Course Breakfast, Main Course
Cuisine American
Prep Time 20 minutes
Cook Time 50 minutes
Total Time 1 hour 10 minutes
Servings 8 people
Calories 406 kcal
Author Lynne Curry

Ingredients

  • 8 1/2-inch slices of crusty whole wheat country bread
  • 2 1/2 cups milk whole or skim
  • 4 large eggs pastured
  • 1 tablespoon spicy brown mustard or Dijon
  • 1 teaspoon salt
  • pinch cayenne
  • 4-6 ounces sliced ham or Canadian bacon, chopped
  • 1 bunch scallions, chopped
  • 3 cups grated extra-sharp cheddar cheese

Instructions

  1. Preheat the oven to 350°F. Tear or cut the bread into bite-sized pieces. Place them in a single layer on a large baking sheet and toast until crisp and beginning to brown, about 10 minutes.

  2. Whisk the milk, eggs, mustard, salt, and cayenne until smooth in a large measuring cup to make the custard.
  3. Toss the ham, scallions and 2 cups of the cheese with the bread in a large mixing bowl until well distributed.

  4. Butter or oil a 9-by-13-inch glass baking dish. Transfer the bread mixture into the baking dish and pour over the custard over it. Cover with plastic wrap and weight with a gallon-sized resealable plastic bag filled with rice or beans. Press down to submerge the bread. 

  5. Let the strata soak for at least 30 minutes at room temperature or up to 2 days in the refrigerator.

  6. If the strata was chilled, let it stand at room temperature for 30 minutes before baking. Preheat the oven to 375°F and remove the weights and plastic wrap. Sprinkle on the remaining cheddar cheese. 

  7. Bake until the strata is puffed, bubbly, and the top is well browned, 45 to 50 minutes. Cool on a rack for 10 minutes before serving.

Comments

  1. Roseanne T. Sullivan

    I love recipes like yours here that tell the principles of making something, but I think you should have included the temperature and baking time. I have been looking for 10 minutes. The Recipe Whole Wheat … link just goes to your homepage.
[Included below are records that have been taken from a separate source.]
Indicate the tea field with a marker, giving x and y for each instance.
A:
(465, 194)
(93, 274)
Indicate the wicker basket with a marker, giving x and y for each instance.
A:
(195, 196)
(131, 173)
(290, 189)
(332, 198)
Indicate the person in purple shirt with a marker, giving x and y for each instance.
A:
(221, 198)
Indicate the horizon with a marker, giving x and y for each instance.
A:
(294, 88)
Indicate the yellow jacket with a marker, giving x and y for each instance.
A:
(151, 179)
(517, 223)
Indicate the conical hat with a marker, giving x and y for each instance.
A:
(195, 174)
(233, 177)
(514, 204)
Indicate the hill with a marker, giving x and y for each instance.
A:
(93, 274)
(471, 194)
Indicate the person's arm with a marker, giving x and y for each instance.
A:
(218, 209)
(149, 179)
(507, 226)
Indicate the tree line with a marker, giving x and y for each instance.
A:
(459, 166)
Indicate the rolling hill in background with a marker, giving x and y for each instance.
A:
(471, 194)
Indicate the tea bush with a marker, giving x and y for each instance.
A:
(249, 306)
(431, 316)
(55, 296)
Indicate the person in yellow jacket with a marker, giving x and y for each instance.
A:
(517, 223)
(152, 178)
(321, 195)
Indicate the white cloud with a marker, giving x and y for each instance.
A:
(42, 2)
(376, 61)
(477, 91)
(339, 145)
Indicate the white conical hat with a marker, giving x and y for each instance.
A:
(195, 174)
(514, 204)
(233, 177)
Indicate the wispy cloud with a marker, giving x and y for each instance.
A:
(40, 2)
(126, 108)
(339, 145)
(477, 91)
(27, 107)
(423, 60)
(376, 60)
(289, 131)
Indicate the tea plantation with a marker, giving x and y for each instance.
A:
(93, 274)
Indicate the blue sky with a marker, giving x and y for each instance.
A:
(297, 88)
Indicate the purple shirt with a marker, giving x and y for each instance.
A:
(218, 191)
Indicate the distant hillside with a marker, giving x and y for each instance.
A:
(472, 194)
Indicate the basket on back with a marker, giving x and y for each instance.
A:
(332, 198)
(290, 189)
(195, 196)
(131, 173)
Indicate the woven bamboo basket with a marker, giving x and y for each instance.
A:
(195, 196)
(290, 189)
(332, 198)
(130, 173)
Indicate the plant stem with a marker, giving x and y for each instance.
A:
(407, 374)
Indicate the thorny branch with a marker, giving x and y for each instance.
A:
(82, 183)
    1. That’s a great point, Roseanne. I like to bake strata at 375 F for a nicely browned top. For a big strata like in the recipe–I fixed the link at last!–it will bake for 45-50 minutes. I now also bake individual strata that bake to doneness (springy center, browned top) in 12-14 minutes.

    2. I’ve updated this post to include a model recipe for baking instructions–and a printable recipe–and removed the link.

  2. Sandra Sharp

    I live in rural Washington. When I occasionally fly out of Seattle, I go to Dish D’Lish for their savory breakfast stratas. Since I’m retired and work a lot on my little ‘spread’, higher calorie/protein breakfasts are really useful. So I would like to make my own breakfast strata when I’m at home, as I also often make crust-free quiche. THANK YOU for the ‘key’ to making strata.

  3. I love those Dish D’Lish stratas, too Sandra! You could do the same if you have giant muffin tins, which is a wonderful bake ahead breakfast or for company. The timing instructions for the small ones are in the comments above. Think I’ll have to do that this weekend, myself.

  4. Judy

    I would’ve bought that book.

    1. [Heart]

  5. Chef Garfie


    I would have purchased the strata books hands down. I have spent countless hours searching for data, not just recipes, regarding basic manufacturing of stratas. Let’s not even talk about kicking it up or troubleshooting pointers. I have several “info” books and especially value my ones on olive oils, vinegars, and hot sauces. I am currently developing one regarding the salts of the world.

    1. Thanks, Chef! I, too, love reference books. Keep me posted on your salt book. It’s one of my favorite food subjects.

  6. Susan Winters


    I am going to attempt a turkey pot pie version, using multi grain bread slices (Healthier than white pie crust)mixed veggies & leftover cubes of rotisserie turkey breast. Thank you for laying down the basics for me.
    Wish me luck!

    1. That sounds great, Susan. I hope you let me know how it turns out. Cranberry glaze on top, maybe?